Macron exige des Invisibles sortis de la pénombre qu'ils y retournent manu militari

La réponse du gouvernement au mouvement social le plus important de la Vème république, non seulement en terme de violences policières, mais surtout en terme de mobilisation populaire, est : La répression !

Aujourd'hui, 18 mars 2019, le gouvernement par la voix de son premier ministre a déclaré la guerre sociale au peuple français. En réponse* à l'Acte XVIII des Gilets Jaunes dans toute la France, le gouvernement décide de prendre des mesures sécuritaires sans précédent sous la Vème République.

Des atteintes évidentes au droit de manifester, à la liberté d'expression et de circulation, des messages clairs de discrimination (la stigmatisation des "Gilets Jaunes" ne peut être interprétée que comme une discrimination sociale, idéologique et politique abjecte) ; une absence totale de recherche de l'apaisement et bien sûr aucune écoute et aucune proposition pour répondre aux revendication on ne peut plus légitimes de ce mouvement des Gilets Jaunes.

La répression, rien que la répression.

Ce message du gouvernement est une véritable déclaration de guerre sociale, complètement irresponsable et extrêmement dangereuse. Depuis 4 mois, ce gouvernement, de fausses informations en provocations, de violences en manipulations, n'a cessé de tenter d'étouffer, d'invisibiliser ce mouvement, aujourd'hui, il veut l'écraser, l'anéantir.

Alors que partout en France, et au delà, dans plusieurs pays d'Europe, le mouvement des Gilets Jaunes propose des solutions politiques depuis des mois (retour de l'ISF, suppressions du CICE pour les grandes entreprises, de la Flat Tax et de l'Exit Tax, abandon de la TVA sur les produits de première nécessité, fin de l'évasion fiscale et retour dans le pays de tous les fonds cachés dans les paradis fiscaux, augmentation significative de tous les salaires et des petites retraites, plafonnement des "gros" salaires, abandon des taxes sur les carburants, renationalisation des énergies et des grandes industries d'intérêt public, création de services publics -écoles, hôpitaux, transports etc. - avec les moyens humains et matériels adéquats , abolition des privilèges des politiques (retraites etc.), fin de la privatisation des terres, des forêts et des rivières, fin de l'agriculture industrielle, abandon de la chimie dans l'agriculture, dissolution de la BAC, séparation des pouvoirs et de la justice avec l'Etat...pour les principaux), le gouvernement y reste sourd et ne propose rien d'autre que la violence et le tout sécuritaire.
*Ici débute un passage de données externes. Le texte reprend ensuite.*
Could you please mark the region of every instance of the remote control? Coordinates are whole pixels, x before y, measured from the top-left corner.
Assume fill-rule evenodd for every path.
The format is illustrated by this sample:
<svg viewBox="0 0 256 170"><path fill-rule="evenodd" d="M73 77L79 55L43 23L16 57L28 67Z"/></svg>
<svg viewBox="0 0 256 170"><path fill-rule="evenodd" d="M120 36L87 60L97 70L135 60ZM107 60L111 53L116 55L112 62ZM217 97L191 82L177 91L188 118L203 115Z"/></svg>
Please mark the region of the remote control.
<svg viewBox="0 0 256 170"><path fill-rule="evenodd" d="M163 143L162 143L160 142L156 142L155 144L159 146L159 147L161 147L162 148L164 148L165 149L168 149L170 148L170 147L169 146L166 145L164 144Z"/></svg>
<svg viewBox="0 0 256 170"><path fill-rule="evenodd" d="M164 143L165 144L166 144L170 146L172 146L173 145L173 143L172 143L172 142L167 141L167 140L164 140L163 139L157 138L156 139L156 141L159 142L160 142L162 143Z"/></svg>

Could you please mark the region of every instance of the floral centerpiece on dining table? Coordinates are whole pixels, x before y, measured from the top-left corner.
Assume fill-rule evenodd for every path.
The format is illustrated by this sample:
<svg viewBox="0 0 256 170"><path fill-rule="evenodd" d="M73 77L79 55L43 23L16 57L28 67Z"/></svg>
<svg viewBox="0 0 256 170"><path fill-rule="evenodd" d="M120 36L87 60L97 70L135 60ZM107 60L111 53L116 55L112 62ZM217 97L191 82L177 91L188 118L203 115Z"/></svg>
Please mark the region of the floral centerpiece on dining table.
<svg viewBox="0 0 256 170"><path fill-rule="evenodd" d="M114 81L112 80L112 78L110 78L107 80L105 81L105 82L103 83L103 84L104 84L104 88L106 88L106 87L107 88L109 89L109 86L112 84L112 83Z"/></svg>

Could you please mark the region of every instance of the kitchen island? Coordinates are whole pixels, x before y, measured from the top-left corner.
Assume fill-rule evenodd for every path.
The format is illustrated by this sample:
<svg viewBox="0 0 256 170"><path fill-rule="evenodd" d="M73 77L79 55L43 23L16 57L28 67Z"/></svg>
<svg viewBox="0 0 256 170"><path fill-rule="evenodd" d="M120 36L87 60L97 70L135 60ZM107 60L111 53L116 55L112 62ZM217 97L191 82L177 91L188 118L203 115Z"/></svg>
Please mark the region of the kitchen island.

LA solution est pourtant politique comme le répète sans cesse le mouvement des Gilets qui, contrairement à ce que ses détracteurs (intellectuels, journalistes, politiciens, peoples...) veulent faire croire, s'est construit politiquement, conscientisé et organisé plus rapidement que n'importe quel autre mouvement. En témoignent les centaines d'AG, d'Assemblées Populaires, réunions, débats qui ont lieu depuis le début. Et c'est sans doute ce qui fait le plus peur aux dirigeants et à leurs soutiens de la finance : cette effervescence politique assoiffée de démocratie directe et de réappropriation de l'espace public et de la parole publique.
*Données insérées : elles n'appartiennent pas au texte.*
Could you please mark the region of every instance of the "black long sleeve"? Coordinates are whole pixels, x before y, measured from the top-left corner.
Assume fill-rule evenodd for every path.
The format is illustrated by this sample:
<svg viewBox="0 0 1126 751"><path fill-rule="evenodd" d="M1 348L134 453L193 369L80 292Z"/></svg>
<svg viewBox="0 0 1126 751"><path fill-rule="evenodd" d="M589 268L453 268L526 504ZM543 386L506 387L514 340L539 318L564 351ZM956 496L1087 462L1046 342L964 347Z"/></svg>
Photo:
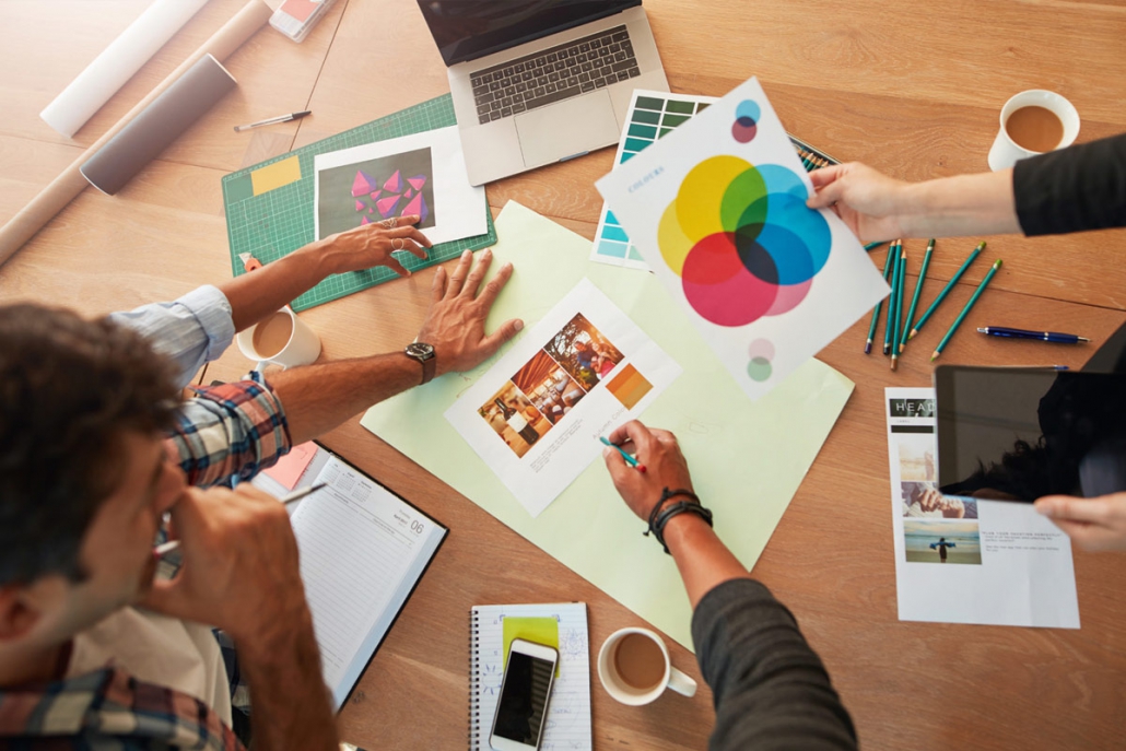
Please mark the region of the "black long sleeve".
<svg viewBox="0 0 1126 751"><path fill-rule="evenodd" d="M1021 159L1012 191L1029 236L1126 226L1126 133Z"/></svg>
<svg viewBox="0 0 1126 751"><path fill-rule="evenodd" d="M735 579L705 594L692 640L715 697L711 751L857 748L821 659L761 583Z"/></svg>

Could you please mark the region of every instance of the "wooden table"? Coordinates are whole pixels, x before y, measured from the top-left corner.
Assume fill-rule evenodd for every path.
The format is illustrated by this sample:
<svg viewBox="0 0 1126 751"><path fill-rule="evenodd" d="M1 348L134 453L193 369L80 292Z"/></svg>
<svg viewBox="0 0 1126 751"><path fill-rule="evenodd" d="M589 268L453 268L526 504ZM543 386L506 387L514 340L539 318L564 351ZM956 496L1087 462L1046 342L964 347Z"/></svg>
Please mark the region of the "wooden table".
<svg viewBox="0 0 1126 751"><path fill-rule="evenodd" d="M242 0L212 0L74 141L37 114L125 28L146 0L6 0L0 44L0 222L127 111ZM842 160L919 180L980 171L1012 93L1047 88L1082 117L1080 141L1126 131L1121 0L919 3L910 0L645 3L676 91L720 96L758 75L783 123ZM340 0L301 45L259 33L227 61L226 97L116 197L87 189L0 268L0 298L97 314L171 298L230 275L220 178L243 164L448 90L414 2ZM233 125L298 109L313 116L234 134ZM613 150L489 186L592 238L592 182ZM1126 321L1126 232L988 238L1006 265L971 324L1078 331L1101 342ZM940 241L923 303L972 240ZM909 245L920 252L921 242ZM883 251L873 260L883 262ZM915 256L918 258L918 256ZM915 266L913 263L913 266ZM1126 731L1126 578L1121 555L1075 553L1082 629L896 619L885 386L930 382L926 354L988 268L977 263L900 372L865 357L867 318L821 358L857 383L754 574L798 617L869 749L1121 748ZM413 337L432 270L303 313L329 357L401 347ZM908 288L913 288L909 279ZM357 332L361 332L357 334ZM1093 347L1047 348L960 333L944 363L1078 367ZM236 351L208 377L238 377ZM370 749L465 743L468 608L584 600L591 644L638 618L533 547L351 420L330 446L453 529L449 540L340 715ZM609 502L609 501L608 501ZM848 538L848 545L840 539ZM679 646L673 661L699 678ZM617 705L592 677L598 749L700 749L711 694Z"/></svg>

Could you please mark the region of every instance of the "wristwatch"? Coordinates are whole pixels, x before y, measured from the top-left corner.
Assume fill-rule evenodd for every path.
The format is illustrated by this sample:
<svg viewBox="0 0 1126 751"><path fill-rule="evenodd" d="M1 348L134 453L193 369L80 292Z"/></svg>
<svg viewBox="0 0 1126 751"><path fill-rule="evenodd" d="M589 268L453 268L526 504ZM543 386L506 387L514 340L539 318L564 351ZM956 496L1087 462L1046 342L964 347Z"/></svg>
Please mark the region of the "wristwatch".
<svg viewBox="0 0 1126 751"><path fill-rule="evenodd" d="M434 372L438 367L438 360L434 357L434 346L425 345L421 341L412 341L406 345L403 355L412 360L418 360L422 365L422 383L430 383L430 379L434 378Z"/></svg>

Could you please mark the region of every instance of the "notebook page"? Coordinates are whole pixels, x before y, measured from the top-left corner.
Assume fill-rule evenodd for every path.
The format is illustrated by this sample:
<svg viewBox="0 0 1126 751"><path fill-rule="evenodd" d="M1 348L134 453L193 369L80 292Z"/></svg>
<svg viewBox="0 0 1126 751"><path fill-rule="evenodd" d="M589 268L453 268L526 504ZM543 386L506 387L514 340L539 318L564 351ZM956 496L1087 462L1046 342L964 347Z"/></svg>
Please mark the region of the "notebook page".
<svg viewBox="0 0 1126 751"><path fill-rule="evenodd" d="M446 529L336 457L314 482L328 486L291 520L324 681L339 708Z"/></svg>
<svg viewBox="0 0 1126 751"><path fill-rule="evenodd" d="M587 606L583 602L556 605L479 605L473 608L476 619L480 682L480 732L470 742L470 750L488 751L493 713L500 698L503 678L503 619L556 618L560 624L560 676L555 679L547 707L542 751L590 751L593 748L590 726L590 649L587 637ZM471 690L474 690L471 688ZM473 697L471 698L471 703Z"/></svg>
De la pénombre à la lumière à ...

Le gouvernement veut que les Invisibles qui depuis 4 mois sont sortis de la pénombre, arborant fièrement leur gilet de lumière, les sans voix, les "sans dents", les sans paroles, retournent dans la nuit, redeviennent ombres, retournent au silence.

Le gouvernement ne peut tolérer plus longtemps que son incompétence à gérer les affaires du pays, son incapacité à discuter, proposer, faire de la politique, soit mis dans la lumière par les Gilets Jaunes.

L'opinion publique, seul dernier rempart à cette folie destructrice qui entraîne le pays dans le chaos, doit comprendre qu'elle ne pourra plus aider longtemps le gouvernement dans son action. Elle doit comprendre que demain, ce sera elle, dans son ensemble, qui subira les conséquences de la dérive autoritaire, sécuritaire et ultra libérale de ce système aux abois.

... la lumière

Mais le mouvement ne peut plus s'arrêter. Il a éclairé des millions d'esprits, partout dans le monde. Il a mis en lumière aussi la dérive autoritaire du gouvernement Macron jusque dans les salles de l'ONU et de l'Assemblée de L'union Européenne. Il a allumé de l'espoir dans le coeur et les âmes de millions de personnes, précaires, pauvres, travailleuses, courageuses, abandonnées, salies, humiliées par les dirigeants politiques depuis des décennies. Ce mouvement ne peut que s'amplifier, s'enraciner et brûler de mille feus jusqu'à la victoire.